The Colossus of Rhodes (1914) by the Spanish painter Antonio Muñoz Degrain (1840-1924).
One of the Seven Wonders of the Ancient World, the Colossus of Rhodes was a giant bronze statue of the Greek sun god Helios that towered over the busy harbor of the ancient Greek island of Rhodes.
The painting above by Degrain is an example of "history" painting - a staple of old-world art, in this case an imagined scene from mythology. An earthquake destroyed the Colossus in 226 BC, just over 50 years after it was built - so artists over the years have used their imaginations to picture how it might have looked.
Certainly it was big - at 107 feet high, it was the largest statue in the ancient world. A full-grown man couldn't get his arms around one of the fallen thumbs. The Oracle of Delphi advised against rebuilding it, so the pieces remained where they fell, visible all the way from the ships in the harbor, for the next 800 years, until the bronze was finally melted down and used elsewhere. That hasn't stopped artists from depicting it in the most delightful ways ever since.
"The brazen giant of Greek fame, with conquering limbs astride from land to land..." was a figment of the medieval imagination.
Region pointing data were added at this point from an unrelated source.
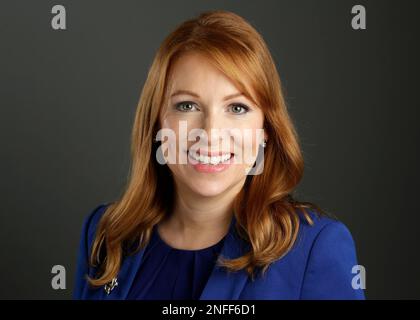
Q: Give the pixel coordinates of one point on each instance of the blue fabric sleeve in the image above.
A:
(328, 273)
(82, 266)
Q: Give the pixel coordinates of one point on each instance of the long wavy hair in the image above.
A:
(266, 212)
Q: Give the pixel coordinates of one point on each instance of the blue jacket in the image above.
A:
(319, 266)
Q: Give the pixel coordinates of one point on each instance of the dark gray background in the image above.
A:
(68, 100)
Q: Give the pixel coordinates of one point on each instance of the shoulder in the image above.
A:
(323, 230)
(330, 257)
(83, 268)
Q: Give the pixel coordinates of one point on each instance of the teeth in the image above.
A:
(210, 160)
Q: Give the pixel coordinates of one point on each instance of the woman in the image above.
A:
(214, 226)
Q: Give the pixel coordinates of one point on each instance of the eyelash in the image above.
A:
(245, 107)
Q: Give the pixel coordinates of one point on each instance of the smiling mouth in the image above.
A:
(210, 160)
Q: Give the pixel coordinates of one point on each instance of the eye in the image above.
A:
(239, 108)
(185, 106)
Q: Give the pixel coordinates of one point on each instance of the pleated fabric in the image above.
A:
(168, 273)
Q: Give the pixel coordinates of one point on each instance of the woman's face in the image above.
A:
(201, 99)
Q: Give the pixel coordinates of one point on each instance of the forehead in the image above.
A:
(195, 72)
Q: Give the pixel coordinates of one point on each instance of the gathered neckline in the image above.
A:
(159, 239)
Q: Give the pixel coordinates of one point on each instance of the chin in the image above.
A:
(209, 188)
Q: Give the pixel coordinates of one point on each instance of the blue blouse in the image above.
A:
(168, 273)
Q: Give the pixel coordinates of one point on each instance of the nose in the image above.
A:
(213, 124)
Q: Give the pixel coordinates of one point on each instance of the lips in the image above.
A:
(210, 158)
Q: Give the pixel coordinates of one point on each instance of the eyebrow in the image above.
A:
(187, 92)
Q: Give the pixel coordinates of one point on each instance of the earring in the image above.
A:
(264, 144)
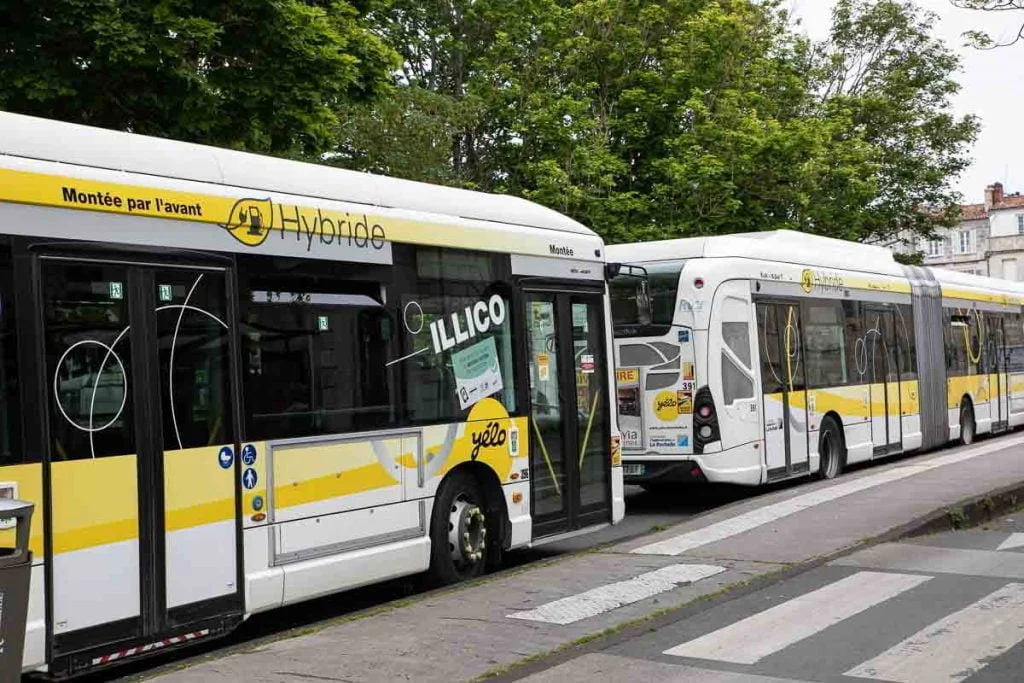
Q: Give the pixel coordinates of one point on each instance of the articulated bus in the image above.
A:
(753, 358)
(230, 383)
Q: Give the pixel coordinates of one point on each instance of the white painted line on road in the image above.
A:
(756, 637)
(610, 596)
(1015, 541)
(955, 647)
(749, 520)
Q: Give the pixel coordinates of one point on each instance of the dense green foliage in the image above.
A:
(982, 40)
(261, 75)
(642, 119)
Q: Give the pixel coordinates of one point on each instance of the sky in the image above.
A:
(992, 88)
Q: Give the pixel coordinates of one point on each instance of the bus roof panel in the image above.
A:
(780, 246)
(83, 145)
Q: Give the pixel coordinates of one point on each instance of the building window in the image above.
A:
(965, 242)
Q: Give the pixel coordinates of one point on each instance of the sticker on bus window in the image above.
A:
(477, 374)
(587, 364)
(684, 401)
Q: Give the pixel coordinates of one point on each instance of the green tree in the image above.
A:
(885, 72)
(981, 39)
(651, 119)
(260, 75)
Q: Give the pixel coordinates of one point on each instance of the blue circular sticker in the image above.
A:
(225, 457)
(249, 478)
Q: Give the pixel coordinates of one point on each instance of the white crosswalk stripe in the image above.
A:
(768, 632)
(955, 647)
(604, 598)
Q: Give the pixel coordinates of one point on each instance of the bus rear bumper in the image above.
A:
(740, 465)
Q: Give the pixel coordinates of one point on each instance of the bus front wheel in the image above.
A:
(830, 450)
(458, 530)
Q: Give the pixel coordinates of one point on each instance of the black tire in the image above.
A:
(832, 450)
(969, 428)
(459, 489)
(657, 488)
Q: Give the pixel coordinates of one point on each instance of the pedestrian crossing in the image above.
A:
(768, 632)
(611, 596)
(951, 648)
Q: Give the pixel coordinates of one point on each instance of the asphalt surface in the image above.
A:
(645, 513)
(559, 612)
(945, 607)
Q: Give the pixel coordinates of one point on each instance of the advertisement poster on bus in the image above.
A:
(630, 409)
(477, 374)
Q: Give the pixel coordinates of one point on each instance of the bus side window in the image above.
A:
(10, 423)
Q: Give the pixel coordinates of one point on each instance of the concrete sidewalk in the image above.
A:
(486, 627)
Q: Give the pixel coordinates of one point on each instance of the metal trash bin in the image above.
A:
(15, 572)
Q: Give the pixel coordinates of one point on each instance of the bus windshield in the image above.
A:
(628, 309)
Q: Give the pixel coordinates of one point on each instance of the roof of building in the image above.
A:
(1015, 201)
(973, 212)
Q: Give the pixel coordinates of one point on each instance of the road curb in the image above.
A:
(965, 514)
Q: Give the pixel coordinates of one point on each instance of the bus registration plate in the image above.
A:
(633, 469)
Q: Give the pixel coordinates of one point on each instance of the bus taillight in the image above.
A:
(705, 420)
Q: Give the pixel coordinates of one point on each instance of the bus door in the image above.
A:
(141, 455)
(782, 388)
(996, 354)
(569, 422)
(883, 361)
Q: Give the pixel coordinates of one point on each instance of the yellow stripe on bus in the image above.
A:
(224, 213)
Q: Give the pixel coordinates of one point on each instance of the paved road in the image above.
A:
(946, 607)
(645, 513)
(667, 578)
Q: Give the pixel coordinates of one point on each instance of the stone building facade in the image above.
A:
(988, 241)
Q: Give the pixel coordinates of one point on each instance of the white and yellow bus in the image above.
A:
(230, 383)
(752, 358)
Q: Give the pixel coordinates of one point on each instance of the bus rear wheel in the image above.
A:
(968, 428)
(830, 450)
(458, 530)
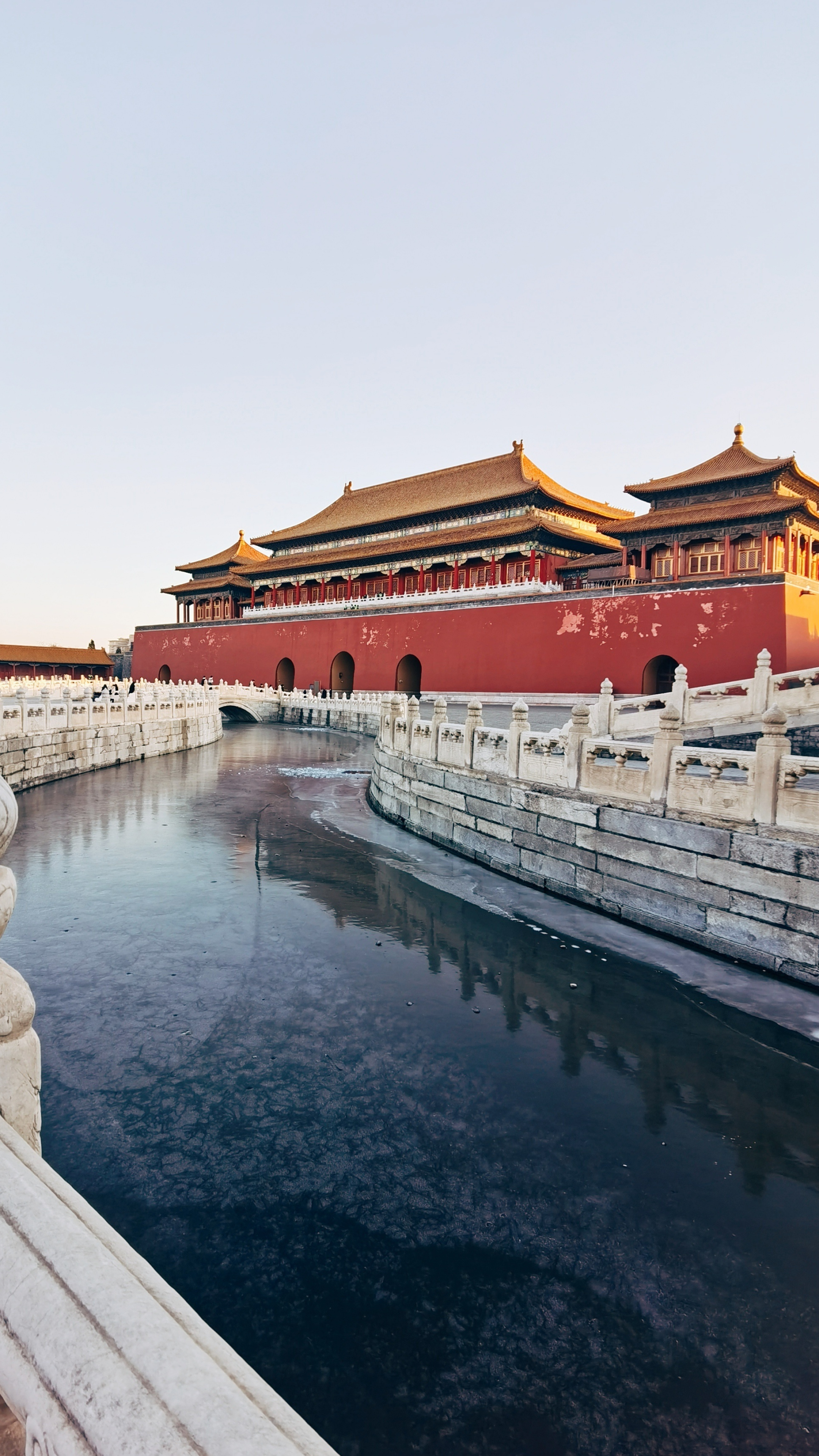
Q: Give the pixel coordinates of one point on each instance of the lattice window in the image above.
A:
(750, 554)
(706, 557)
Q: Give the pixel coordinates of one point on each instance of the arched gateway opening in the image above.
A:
(342, 673)
(409, 676)
(286, 675)
(658, 675)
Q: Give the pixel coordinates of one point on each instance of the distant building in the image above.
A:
(120, 653)
(55, 662)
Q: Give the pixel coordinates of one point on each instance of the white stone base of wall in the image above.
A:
(31, 759)
(748, 894)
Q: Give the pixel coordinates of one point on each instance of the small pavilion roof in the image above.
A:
(610, 558)
(238, 554)
(460, 541)
(735, 464)
(458, 487)
(712, 513)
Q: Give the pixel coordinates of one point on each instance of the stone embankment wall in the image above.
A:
(745, 892)
(59, 753)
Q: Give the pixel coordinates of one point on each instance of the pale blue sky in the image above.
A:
(251, 251)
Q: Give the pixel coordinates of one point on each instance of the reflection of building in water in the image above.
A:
(632, 1018)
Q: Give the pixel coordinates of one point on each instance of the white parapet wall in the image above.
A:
(716, 848)
(53, 733)
(98, 1355)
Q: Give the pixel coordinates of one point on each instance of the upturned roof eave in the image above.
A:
(757, 507)
(428, 545)
(326, 522)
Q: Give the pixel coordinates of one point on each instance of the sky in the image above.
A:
(254, 249)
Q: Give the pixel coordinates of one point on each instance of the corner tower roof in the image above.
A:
(735, 464)
(477, 482)
(241, 554)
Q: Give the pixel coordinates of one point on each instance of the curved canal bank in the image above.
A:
(454, 1178)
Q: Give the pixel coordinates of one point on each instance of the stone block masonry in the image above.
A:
(750, 893)
(59, 753)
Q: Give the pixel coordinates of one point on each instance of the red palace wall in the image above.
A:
(556, 644)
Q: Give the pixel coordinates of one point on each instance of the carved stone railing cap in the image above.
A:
(670, 717)
(774, 721)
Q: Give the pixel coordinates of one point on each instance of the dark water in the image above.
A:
(582, 1221)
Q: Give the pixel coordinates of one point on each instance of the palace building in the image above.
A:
(486, 523)
(216, 592)
(492, 577)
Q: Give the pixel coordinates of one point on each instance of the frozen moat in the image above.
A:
(458, 1168)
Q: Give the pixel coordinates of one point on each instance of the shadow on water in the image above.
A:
(582, 1221)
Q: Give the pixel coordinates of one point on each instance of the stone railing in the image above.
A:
(358, 712)
(19, 1046)
(25, 710)
(739, 702)
(766, 787)
(98, 1355)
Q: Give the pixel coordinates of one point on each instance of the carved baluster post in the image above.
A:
(474, 721)
(19, 1045)
(679, 692)
(439, 717)
(577, 731)
(763, 688)
(394, 717)
(604, 710)
(667, 740)
(518, 727)
(770, 750)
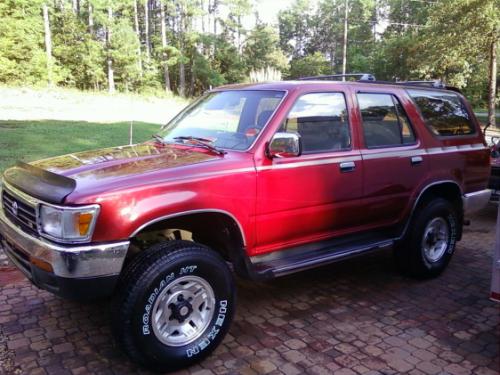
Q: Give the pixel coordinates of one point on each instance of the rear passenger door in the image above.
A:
(393, 160)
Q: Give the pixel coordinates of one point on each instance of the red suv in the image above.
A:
(260, 180)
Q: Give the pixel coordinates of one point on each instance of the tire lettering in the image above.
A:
(150, 301)
(213, 332)
(188, 269)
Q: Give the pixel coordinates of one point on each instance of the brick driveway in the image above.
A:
(356, 317)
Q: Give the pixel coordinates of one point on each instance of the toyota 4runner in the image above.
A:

It's been proved that something that big could never have straddled the harbor.
Stop-motion animation pioneer Ray Harryhausen said he used his memory of one these engravings, reproduced in a childhood book of classical mythology, when modeling a climactic moment for his bronze giant Talus in the film Jason and the Argonauts - a film near and dear to art historians, classicists, and fans of mythology, imaginative literature and fantasy cinema everywhere.